The Board of Commissioners on Grievances and Discipline of the Supreme Court of Ohio found the facts as previously set forth and concluded that Respondent’s conduct violated Ohio Disciplinary Rule 1-102(A)(4) (engaging in conduct involving dishonesty, fraud, deceit, or mis*401representation); 2-106(a) (charging a clearly excessive fee); 6-101(A)(3) (neglecting an entrusted legal matter); 7-101(A)(1) (failing to seek a client’s lawful objective through reasonable means); 7-101(A)(2) (failing to carry out a contract for professional services); 7-101(A)(3) (causing client damage or prejudice); 7-102(A)(5) (knowingly making a false statement of law or fact); and 9-102(B)(4) (failing to promptly pay the client funds to which the client is entitled). The Supreme Court of Ohio held that an indefinite suspension was too lenient, as Respondent had deliberately concealed his neglect to protect his own interests on several occasions, thereby sacrificing his clients’ welfare for the sake of his own. Finding no mitigating circumstances, the Supreme Court of Ohio ordered Respondent’s disbarment.
The Kentucky Bar Association filed a Petition for Reciprocal Discipline on April 29, 2004 and supplemented it with a certified copy of the Order from the Supreme Court of Ohio. On June 17, 2004, this Court entered an Order that directed Respondent “to show cause, if any, pursuant to SCR 3.435(2)(b) why the imposition of identical discipline in this Commonwealth would be unwarranted and the reasons therefore.” Pursuant to SCR 3.495(2)(b), notice of the order and a copy of the order of the Supreme Court of Ohio were directed to Respondent by certified mail at his Bar Roster address, SCR 3.175(l)(a).
Thirty days have expired since service of the order directing Respondent to show cause why this Court should not impose reciprocal discipline, and this Court has received no response from Respondent.

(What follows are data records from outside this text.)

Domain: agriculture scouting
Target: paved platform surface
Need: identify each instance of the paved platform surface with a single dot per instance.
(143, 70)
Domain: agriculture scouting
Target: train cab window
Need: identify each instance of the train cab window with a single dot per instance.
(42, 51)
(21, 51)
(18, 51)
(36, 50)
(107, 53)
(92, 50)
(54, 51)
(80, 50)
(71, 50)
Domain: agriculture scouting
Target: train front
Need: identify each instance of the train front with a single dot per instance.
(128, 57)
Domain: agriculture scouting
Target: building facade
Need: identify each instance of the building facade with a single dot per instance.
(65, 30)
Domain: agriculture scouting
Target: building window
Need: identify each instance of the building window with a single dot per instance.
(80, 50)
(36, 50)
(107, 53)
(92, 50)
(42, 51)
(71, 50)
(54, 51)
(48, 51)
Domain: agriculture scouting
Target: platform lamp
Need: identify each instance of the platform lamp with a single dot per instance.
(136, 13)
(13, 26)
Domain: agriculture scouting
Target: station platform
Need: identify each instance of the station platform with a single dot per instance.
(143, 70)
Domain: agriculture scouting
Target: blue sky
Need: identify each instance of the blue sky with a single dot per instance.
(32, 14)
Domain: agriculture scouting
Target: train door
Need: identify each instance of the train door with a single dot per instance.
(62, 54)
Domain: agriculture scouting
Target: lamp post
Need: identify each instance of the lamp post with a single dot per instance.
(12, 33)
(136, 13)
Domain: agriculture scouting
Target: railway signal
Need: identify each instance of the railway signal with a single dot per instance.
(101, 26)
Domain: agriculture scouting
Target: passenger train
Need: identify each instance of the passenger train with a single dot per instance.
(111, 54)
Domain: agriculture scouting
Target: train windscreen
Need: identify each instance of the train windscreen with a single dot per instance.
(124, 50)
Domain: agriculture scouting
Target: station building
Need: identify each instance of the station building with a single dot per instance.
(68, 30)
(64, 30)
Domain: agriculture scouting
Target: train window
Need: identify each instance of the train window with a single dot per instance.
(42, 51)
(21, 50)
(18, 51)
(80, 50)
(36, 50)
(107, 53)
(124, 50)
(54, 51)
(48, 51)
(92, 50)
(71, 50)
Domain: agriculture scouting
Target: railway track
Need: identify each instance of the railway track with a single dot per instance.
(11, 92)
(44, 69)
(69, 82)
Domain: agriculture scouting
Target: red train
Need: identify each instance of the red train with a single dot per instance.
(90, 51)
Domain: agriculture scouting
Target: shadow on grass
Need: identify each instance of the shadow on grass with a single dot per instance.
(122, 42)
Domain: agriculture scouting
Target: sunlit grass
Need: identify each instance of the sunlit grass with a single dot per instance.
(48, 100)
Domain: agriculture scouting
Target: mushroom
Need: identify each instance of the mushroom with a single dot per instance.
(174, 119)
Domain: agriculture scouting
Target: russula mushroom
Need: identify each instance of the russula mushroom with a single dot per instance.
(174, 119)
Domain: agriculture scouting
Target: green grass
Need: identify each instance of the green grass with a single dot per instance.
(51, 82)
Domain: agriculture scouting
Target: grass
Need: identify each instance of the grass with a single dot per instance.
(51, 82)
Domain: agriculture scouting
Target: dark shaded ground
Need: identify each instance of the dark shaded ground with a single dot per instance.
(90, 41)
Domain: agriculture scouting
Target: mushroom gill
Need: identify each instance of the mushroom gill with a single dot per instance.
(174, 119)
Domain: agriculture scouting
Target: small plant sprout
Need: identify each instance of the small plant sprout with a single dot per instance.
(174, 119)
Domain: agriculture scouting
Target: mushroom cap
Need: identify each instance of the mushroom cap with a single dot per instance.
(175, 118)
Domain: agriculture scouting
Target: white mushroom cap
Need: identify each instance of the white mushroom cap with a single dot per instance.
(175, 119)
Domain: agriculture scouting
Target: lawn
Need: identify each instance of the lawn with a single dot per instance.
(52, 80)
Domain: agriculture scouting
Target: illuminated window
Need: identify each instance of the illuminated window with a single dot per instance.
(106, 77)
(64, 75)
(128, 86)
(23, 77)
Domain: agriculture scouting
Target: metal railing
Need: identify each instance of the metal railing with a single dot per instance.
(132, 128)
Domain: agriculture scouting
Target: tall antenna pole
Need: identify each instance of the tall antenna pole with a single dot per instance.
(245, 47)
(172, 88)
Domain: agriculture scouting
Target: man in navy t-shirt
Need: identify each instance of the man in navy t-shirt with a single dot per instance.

Therefore, pursuant to SCR 3.435(4), this Court grants the Kentucky Bar Association’s Petition for Reciprocal Discipline and hereby orders that:
1. Respondent, John Reno Deaton, II, shall be permanently disbarred from the practice of law in the Commonwealth of Kentucky.
2. Pursuant to SCR 3.390, Respondent shall, within ten days from the entry of this Opinion and Order, notify in writing all courts in which he has matters pending and all clients he is currently representing of his inability to provide further legal services, and provide the Director of the Kentucky Bar Association with a copy of all such notice letters, or with a certification that he has no active clients, whichever is applicable.
3. Respondent is further ordered to pay any and all costs associated with this disciplinary proceeding, under SCR 3.450.
All concur.ENTERED: September 23, 2004.